15. Know when to move on. 28 takes of a solo doesn’t make a better solo. Just frustrates everyone and you’ve created a big compromise you won’t be happy with later. If you’re stuck take a dub home and work on it there.

16. Trust your engineer. He has probably been doing this for longer then you have. He knows his monitors and studio well. If you have concerns about sounds refer to your reference disk, that’s why it’s called a reference disk. Some mixes on your ref disk have budgets of hundreds of thousands of dollars. Keep that in mind and know where your limit is. You’re not going to make the next Soundgarden “Superunknown” on a $500 budget.

17. Tune up! Tune between every song. Do it while they are playing back the previous take. You can play the best take of your life, if it’s out of tune it will still sound like an amateur did it.

  1. Unless an effect is part of the part (ie in time delay) or unique to the part. Record your tracks clean add things like reverb later. You might find at mix down you have to much and it sounds washed out.
  2.  When it’s time for singing, make sure you have plenty of room temp water or warm tea honey and lemon. Cold water and ice constrict your vocal cords.
  3.  Consider the time it takes to finish a take, comment about it, then listen to a take, comment about it. If your song is 5 minutes long that could be 15 to 20 minutes per take before you get a keeper. Then the 5 minutes it takes to make a dub of the keeper. It could take between 20 to 30 minutes before you have a take and can move on to the next song. Mixing Down 
  4. Quiet please! It’s very difficult to hear something critically while people are talking about what they saw on T.V. last night. If you must talk about something other then the task at hand, step out and find a place you can.
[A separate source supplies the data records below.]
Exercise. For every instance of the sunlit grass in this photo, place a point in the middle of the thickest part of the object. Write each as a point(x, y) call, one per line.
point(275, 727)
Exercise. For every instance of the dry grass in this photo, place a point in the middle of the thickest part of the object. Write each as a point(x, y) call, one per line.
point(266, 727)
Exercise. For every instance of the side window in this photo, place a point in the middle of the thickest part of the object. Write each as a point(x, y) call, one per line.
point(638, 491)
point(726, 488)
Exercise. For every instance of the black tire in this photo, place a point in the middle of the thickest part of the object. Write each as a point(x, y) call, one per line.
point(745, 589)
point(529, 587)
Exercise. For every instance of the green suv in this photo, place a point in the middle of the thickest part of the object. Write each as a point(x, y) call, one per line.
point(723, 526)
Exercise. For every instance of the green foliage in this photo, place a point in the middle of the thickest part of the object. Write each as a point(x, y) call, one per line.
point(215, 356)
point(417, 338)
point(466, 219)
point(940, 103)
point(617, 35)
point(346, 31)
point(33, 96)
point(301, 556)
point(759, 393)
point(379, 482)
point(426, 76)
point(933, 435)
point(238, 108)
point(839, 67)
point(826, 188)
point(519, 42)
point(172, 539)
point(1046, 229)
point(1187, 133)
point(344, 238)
We have a lounge we can play the mix in just for this reason. You can listen and talk. This is where #11 comes in. Everyone wants to bring their friends to mix down because they can entertain them while they listen. Don’t bring your friends unless they are participating in the mix. Again distractions cost money.
  5. Try not to mix on the same day you’re tracking. We will do it, but it’s in everybody’s best interest to have a little time away from it to get a fresh perspective.
  6. Listen to the song as a whole. I know everybody wants their part to be heard loudest, but keep in mind what the focus of the song is at any particular moment in the song. If you try and put your double neck double handed tapping solo alå Michael Angelo Batio (google it), over the chorus vocs, the vocs will win out every time.
  7. Get out that reference disk! You know what for.
  8. Know what format you need for delivery for mastering or duplication. Call them and find out what they can work with. There are many types of formats not every body uses the same thing.
  9. Count on and budget for unforeseen delays. Everyone asks “how much does it cost to make a whole record”. I will paraphrase Steve Albini. The only real answer is “All the money you’re prepared to spend.” More often, albums take four to ten days, but there is a wide range in what can be expected within that range. Less time means fewer – or no – experiments, less fine-tuning, fewer alternate takes, less total time in music recorded ( 10 songs rather than 12, for example) an ultimately an acceptance of results that may not have had time to settle-in as confidant. That doesn’t mean the record won’t be good, just that you won’t have the time to try out all possibilities to convince yourself of it. Longer sessions have more time for second guessing, re-working and experimenting, but they aren’t necessarily “better”, they just have more options available to reach the end point. It is backward planning to ask how long it will take for a fixed methodology, and then come up with that amount of money. If you guess wrong, you will be caught short, and end up spending all your money with nothing finished to show for it. It is much more realistic to decide how much money you have to spend, and then make the record that budget allows, accepting the limitations implied by that.
  10. Don’t let the recording get out the door until you’re sure it’s right. When you are sure, live with it. It’s a page in your diary.